A Bedford care home, looking after 28 residents with dementia, has been given a rating of ‘inadequate’ following a visit from health inspectors.

Lillibet House on De Pary’s Avenue was found to be employing three unvaccinated staff who were all working in close contact with vulnerable people.

Care Quality Commission (CQC) inspectors made unannounced visits to the care home in November and December.  The inspections followed reports received by the CQC raising concerns over Covid-19 management.

Regulatory requirements state that anyone working in a CQC-registered care home must have had two Covid vaccines unless they can prove they are medically exempt.

Inspectors found that the three members of staff who had not had Covid vaccines were not medically exempt.

In addition, the report says: “We saw examples of potentially abusive care with how people were treated and supported in the home.”

One incident, detailed in the report, states that a member of staff was heard “shouting and swearing” at a resident that was “on the floor experiencing an incontinence issue.”

The member of staff had left the vulnerable person alone to get up off the floor and inspectors said they needed to ask additional staff to come and help.

In response, the CQC raised two safeguarding referrals with Bedford Borough Council, saying: “Staff needed more support to care for people in a safe and thoughtful way.

“Following situations when people living with dementia became distressed and who inadvertently harmed others, the registered manager and provider had not considered if there was enough staff or if these staff were in the right places at the right times, in order to support people, and to defuse situations when some people became distressed.”
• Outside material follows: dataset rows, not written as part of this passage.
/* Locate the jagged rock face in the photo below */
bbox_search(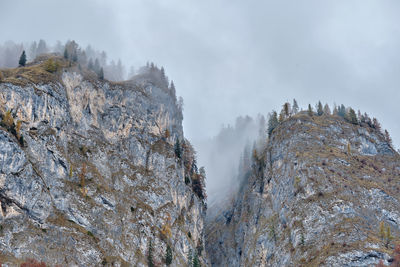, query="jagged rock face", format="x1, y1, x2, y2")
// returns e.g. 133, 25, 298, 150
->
206, 114, 400, 266
0, 71, 206, 266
Among its other concerns, the report described a “lack of a social, fun and happy atmosphere in the home”.

It said that residents were left “waiting around…with nothing to do all day”.

“Staff were often not present in the lounges and, when they were, they did not chat or try and do something interesting or fun with people,” concluded the report.

The CQC report also raised concerns about the levels of cleaning in the home and how cold some of the rooms were.

“When we brought [all] these issues to the registered manager, they told us they have started an investigation and had a meeting with staff,” said the report.

Reported on the BBC News website, Charlotte Chesyre, who runs the home, said: “Both my manager and I are extremely disappointed with the findings of the recent CQC inspection, particularly after the dedication and hard work of the staff team during the pandemic over the last two years.

“Our focus remains the safety and wellbeing of our extremely vulnerable residents and we are now working through an action plan with the support of the local authority to ensure that this continues and to address the concerns that have been raised, quickly and effectively.”

The Care Quality Commission has said it will reinspect Lillibet House within six months to check for “significant improvements.”